The following are some basic principles I think should be incorporated into our efforts:

  1. Recognition that most of what we have been doing has not worked.  We need new ideas, new programs, new approaches. I recently moderated a webinar on Health Literacy during which Cynthia Baur, Director of Health Literacy for the CDC said “We’ve known for 30 years that handing out pamphlets and reading materials does not improve health literacy, yet we continue to do it.”  We need to identify similar inadequate approaches and discontinue them.
  2. Look beyond the healthcare system for our solutions.  Many of our issues are not “care” related.  Jacksonville, like other communities, is experiencing the impact of Social Determinants of Health.  Solving these problems requires looking to expertise, services, and solutions outside the “care” system.
  3. Saying “no” to calls to do another study so that we can measure some aspect of the community’s health status before we start doing something. We know what the opportunities are from a multitude of local and national studies.   Instead, we should take the money we intend to spend on studies and apply it elsewhere, like perhaps trying some innovative pilot programs.

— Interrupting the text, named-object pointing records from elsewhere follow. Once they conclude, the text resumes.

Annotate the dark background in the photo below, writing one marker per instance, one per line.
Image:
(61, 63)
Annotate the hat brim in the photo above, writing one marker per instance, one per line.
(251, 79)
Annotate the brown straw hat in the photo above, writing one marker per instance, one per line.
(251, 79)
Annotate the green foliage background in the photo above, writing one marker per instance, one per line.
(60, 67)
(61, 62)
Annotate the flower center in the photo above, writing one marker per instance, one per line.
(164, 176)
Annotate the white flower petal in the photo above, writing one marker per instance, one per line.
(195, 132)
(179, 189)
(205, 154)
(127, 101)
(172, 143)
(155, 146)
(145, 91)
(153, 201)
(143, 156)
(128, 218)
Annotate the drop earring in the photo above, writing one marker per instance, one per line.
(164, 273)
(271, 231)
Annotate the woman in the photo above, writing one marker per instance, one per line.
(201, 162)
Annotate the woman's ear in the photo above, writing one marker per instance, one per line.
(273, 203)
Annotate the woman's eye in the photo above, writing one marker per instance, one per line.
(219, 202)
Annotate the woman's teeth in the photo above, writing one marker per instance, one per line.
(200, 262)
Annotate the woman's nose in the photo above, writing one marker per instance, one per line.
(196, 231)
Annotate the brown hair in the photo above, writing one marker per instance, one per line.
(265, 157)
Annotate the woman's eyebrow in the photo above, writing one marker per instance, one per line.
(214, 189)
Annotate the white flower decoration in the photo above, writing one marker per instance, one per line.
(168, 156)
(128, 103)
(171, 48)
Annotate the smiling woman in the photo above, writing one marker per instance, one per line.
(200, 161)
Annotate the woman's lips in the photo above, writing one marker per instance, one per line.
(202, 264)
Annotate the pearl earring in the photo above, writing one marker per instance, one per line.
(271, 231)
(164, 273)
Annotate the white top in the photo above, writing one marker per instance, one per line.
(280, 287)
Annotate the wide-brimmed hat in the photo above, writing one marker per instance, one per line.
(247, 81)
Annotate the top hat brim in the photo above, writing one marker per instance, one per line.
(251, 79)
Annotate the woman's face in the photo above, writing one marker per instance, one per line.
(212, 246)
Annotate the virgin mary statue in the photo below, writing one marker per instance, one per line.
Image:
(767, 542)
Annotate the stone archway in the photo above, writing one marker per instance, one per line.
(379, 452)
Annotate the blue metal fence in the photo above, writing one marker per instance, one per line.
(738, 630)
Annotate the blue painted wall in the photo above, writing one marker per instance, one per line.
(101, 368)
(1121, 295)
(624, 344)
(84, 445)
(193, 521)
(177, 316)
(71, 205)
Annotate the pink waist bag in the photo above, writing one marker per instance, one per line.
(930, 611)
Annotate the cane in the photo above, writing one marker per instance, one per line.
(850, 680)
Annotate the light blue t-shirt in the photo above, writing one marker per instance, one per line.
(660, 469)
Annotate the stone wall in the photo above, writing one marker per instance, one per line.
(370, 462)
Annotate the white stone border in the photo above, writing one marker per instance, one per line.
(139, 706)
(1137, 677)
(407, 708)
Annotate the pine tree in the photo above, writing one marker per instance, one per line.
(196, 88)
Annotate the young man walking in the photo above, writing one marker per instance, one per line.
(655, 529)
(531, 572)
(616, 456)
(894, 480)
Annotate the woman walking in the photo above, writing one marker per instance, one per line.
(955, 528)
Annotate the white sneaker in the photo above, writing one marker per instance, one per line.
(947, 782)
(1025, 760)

  4. Collaborating for the benefit of the community, not the benefit of the organization.  There is mission here that is larger than any one person or any one organization.  Each should leave their agenda at the door and recognize that for the community to benefit, different services may be required than those an organization offers.
  5. Holding each organization working on aspects of this accountable by requiring them to report outcome measures. Too many organizations seek to justify their existence by reporting process measures or anecdotes. If an organization cannot measure its outcomes and show significant results, those funds should be spent elsewhere. Just as we are moving towards value-based purchasing of health care services, we should move to value-based purchasing of community services.
  6. Asking our healthcare system to focus internally. If the providers of our healthcare which ranked 11th of 67 counties really care’s about the community’s health, they should work on getting the 30% of waste discussed by the Institute of Medicine out of the system. Imagine what we could do with those funds. Here’s another interesting data set from Eliminating Waste in Healthcare, Berwick, D. M. et al, JAMA April 11, 2012.estimates-of-annual-healthcare-waste-by-category
  7. Looking to new approaches. Tray Cockerell of Humana pointed out that these problems are complex and complex problems can’t be solved using traditional approaches.
  8. Ensuring that any solutions tried are scalable. We have a large and geographically distributed community, funded programs must be able to provide a solution for a large number and/or geographically dispersed population.

Jacksonville, like other major cities, struggles with a lot of issues that affect the health of members of our community; but with the will, an agreement on basic principles, and some new thinking we can create a thriving, healthy community for all of us.